Unit-level materials costs (20,000 units x $30) ....... $ 600,000
Unit-level labor costs (20,000 units x $40) .......... 800,000
Unit-level overhead costs (20,000 x $10) ......... 200,000
Depreciation on manufacturing equipment .......... 120,000
Bike frame production supervisor’s salary .......... 70,000
Inventory holding costs ................ 290,000
Allocated portion of facility-level costs ............ 500,000
Total costs ..................... $2,580,000
CBC has an opportunity to purchase frames for $85 each.

Additional Information
1. The manufacturing equipment, which originally cost $550,000, has a book value of $450,000, a remaining useful life of four years, and a zero salvage value. If the equipment is not used to produce bicycle frames, it can be leased for $70,000 per year.

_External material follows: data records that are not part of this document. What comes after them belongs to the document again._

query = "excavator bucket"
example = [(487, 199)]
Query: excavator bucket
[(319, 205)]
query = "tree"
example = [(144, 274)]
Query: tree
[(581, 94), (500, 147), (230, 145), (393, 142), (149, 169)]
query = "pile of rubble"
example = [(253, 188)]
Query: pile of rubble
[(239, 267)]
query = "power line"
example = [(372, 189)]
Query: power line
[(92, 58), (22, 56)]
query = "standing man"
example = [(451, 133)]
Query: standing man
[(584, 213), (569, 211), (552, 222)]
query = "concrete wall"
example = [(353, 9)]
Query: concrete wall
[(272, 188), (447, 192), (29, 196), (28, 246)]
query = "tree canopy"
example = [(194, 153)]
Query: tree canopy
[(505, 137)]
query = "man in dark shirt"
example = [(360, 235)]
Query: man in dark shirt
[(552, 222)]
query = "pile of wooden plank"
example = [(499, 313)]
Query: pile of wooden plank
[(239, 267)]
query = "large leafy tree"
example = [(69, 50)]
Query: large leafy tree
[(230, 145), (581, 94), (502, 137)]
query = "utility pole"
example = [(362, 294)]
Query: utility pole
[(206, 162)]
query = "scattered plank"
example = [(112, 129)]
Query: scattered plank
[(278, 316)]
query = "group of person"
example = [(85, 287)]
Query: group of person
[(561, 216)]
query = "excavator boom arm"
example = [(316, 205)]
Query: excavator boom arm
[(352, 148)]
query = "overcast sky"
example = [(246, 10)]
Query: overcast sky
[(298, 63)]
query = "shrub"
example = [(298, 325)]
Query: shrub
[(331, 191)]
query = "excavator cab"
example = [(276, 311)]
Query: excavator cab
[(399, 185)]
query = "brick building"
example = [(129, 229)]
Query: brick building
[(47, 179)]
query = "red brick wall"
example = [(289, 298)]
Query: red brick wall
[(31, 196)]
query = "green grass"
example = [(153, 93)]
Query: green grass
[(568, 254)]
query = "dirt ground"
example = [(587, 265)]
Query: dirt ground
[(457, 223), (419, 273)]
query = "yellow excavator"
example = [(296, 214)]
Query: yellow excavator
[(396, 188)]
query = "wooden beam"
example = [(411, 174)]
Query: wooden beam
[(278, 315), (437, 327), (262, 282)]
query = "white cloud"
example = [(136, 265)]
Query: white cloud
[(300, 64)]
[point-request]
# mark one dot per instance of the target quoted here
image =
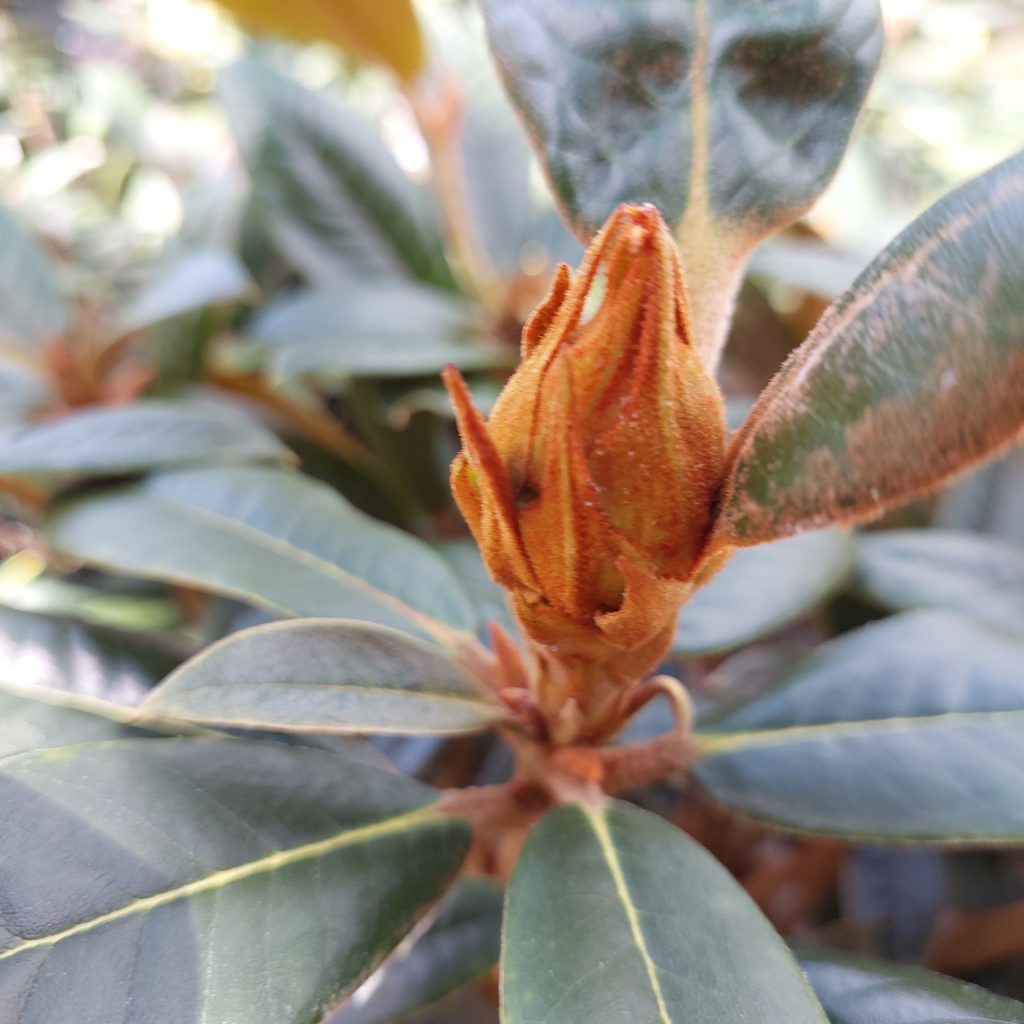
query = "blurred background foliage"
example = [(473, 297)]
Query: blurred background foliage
[(188, 212)]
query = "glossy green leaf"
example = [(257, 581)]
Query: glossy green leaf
[(858, 990), (269, 537), (915, 374), (32, 308), (188, 881), (208, 278), (325, 676), (763, 589), (83, 665), (334, 199), (728, 116), (51, 595), (613, 914), (911, 728), (460, 945), (34, 722), (976, 576), (378, 329), (489, 599), (147, 434)]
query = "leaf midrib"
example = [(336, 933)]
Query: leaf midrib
[(218, 880), (716, 744), (600, 825)]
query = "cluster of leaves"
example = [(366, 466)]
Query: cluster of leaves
[(199, 636)]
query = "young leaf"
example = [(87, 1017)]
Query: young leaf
[(763, 589), (274, 539), (32, 308), (855, 990), (197, 881), (376, 30), (911, 728), (730, 118), (325, 676), (460, 945), (914, 375), (979, 577), (613, 914), (336, 202), (147, 434)]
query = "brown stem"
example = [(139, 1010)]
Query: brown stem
[(642, 764), (439, 117)]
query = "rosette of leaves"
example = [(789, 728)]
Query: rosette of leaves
[(158, 866)]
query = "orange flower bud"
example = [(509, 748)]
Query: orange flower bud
[(590, 488)]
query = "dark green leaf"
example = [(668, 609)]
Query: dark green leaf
[(84, 665), (32, 308), (378, 329), (491, 600), (762, 589), (268, 537), (612, 914), (979, 577), (460, 945), (202, 279), (147, 434), (729, 117), (325, 676), (34, 722), (858, 990), (915, 374), (911, 728), (188, 881), (335, 201), (53, 596)]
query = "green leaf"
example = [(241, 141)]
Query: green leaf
[(911, 728), (147, 434), (199, 881), (460, 945), (613, 914), (489, 599), (335, 201), (84, 667), (269, 537), (915, 374), (858, 990), (54, 596), (978, 577), (326, 676), (203, 279), (32, 308), (33, 722), (763, 589), (729, 117), (376, 329)]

2. CBC has the opportunity to purchase for $910,000 new manufacturing equipment that will have an expected useful life of four years and a salvage value of $70,000. This equipment will increase productivity substantially, reducing unit-level labor costs by 60 percent. Assume that CBC will continue to produce and sell 20,000 frames per year in the future.
3. If CBC outsources the frames, the company can eliminate 80 percent of the inventory holding costs.

a. Determine the avoidable cost per unit of making the bike frames, assuming that CBC is considering the alternatives of making the product using the existing equipment or outsourcing the product to the independent contractor. Based on the quantitative data, should CBC outsource the bike frames? Support your answer with appropriate computations.
b. Assuming that CBC is considering whether to replace the old equipment with the new equipment, determine the avoidable cost per unit to produce the bike frames using the new equipment and the avoidable cost per unit to produce the bike frames using the old equipment. Calculate the impact on profitability if the bike frames were made using the old equipment versus the new equipment.
c. Assuming that CBC is considering whether to either purchase the new equipment or outsource the bike frame, calculate the impact on profitability between the two alternatives.
d. Discuss the qualitative factors that CBC should consider before making a decision to outsource the bike frame. How can CBC minimize the risk of establishing a relationship with an unreliable supplier?